Gold has never posted 10-straight weekly gains.

In the previous 4 times this happened, gold ended an average of -13% lower 2 months later.

So, what's next after the first blow to a historic run?

In our view, gold remains fundamentally strong.

In fact, it has only improved over the last few days.

Amid the government data blackout, alternative metrics show US inflation at 2.6%.

This marks the 5th-consecutive monthly increase in these alternative metrics.

Meanwhile, institutional capital is still piling into the commodity.

~25% of investors surveyed by Goldman say their favorite trade is “long gold,” the highest reading for the 2nd consecutive month.

This is HIGHER than “long AI” stocks, which stands at ~18% of respondents.

On top of this, central banks are stocking up on gold while disregarding technicals.

On October 13th, gold posted its highest monthly RSI reading in HISTORY, at 91.8.

Physical gold demand this year has proven that buyers are ignoring technicals.

We don't see this changing.

All of this is happening as the US simply keeps on printing money.

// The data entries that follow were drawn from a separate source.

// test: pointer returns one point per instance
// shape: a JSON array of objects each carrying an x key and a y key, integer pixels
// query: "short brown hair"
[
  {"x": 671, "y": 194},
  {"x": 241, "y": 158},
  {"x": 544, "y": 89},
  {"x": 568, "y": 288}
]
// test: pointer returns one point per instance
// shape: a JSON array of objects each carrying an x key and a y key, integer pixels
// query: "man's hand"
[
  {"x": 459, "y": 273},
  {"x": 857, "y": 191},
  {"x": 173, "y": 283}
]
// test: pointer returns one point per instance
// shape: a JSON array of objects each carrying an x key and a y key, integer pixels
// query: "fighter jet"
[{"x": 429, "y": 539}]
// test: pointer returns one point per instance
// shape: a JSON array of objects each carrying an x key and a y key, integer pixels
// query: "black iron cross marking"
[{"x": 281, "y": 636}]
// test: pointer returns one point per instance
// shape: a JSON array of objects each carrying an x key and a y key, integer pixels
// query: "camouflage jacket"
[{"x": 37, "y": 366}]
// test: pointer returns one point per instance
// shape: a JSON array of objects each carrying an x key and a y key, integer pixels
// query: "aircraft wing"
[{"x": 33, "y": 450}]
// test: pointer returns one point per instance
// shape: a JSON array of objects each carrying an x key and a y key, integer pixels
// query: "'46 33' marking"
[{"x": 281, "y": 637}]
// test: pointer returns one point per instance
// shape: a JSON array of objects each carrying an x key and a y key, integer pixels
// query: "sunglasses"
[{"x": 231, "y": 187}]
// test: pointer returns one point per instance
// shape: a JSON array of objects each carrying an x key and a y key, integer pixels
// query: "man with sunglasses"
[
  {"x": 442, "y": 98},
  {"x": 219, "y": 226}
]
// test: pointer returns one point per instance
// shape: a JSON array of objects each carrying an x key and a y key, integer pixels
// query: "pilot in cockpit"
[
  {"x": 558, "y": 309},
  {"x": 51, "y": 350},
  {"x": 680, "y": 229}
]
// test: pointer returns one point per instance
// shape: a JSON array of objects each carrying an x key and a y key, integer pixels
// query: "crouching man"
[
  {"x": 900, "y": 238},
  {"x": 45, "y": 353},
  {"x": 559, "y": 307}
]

By as soon as Friday, total US debt is set to cross above $38 TRILLION for the first time in history.

This marks a +$400 BILLION jump this month, or +$25 billion per day.

Gold knows exactly what this means.

Gold's price drivers are having widespread implications on markets.

The macroeconomy is shifting and stocks, commodities, bonds, and crypto are investable.

Lastly, global M2 money supply is about to hit $140 trillion for the first time in history.

In just 6 months, global M2 money supply has surged +$8 TRILLION.

Investors are losing confidence in fiat.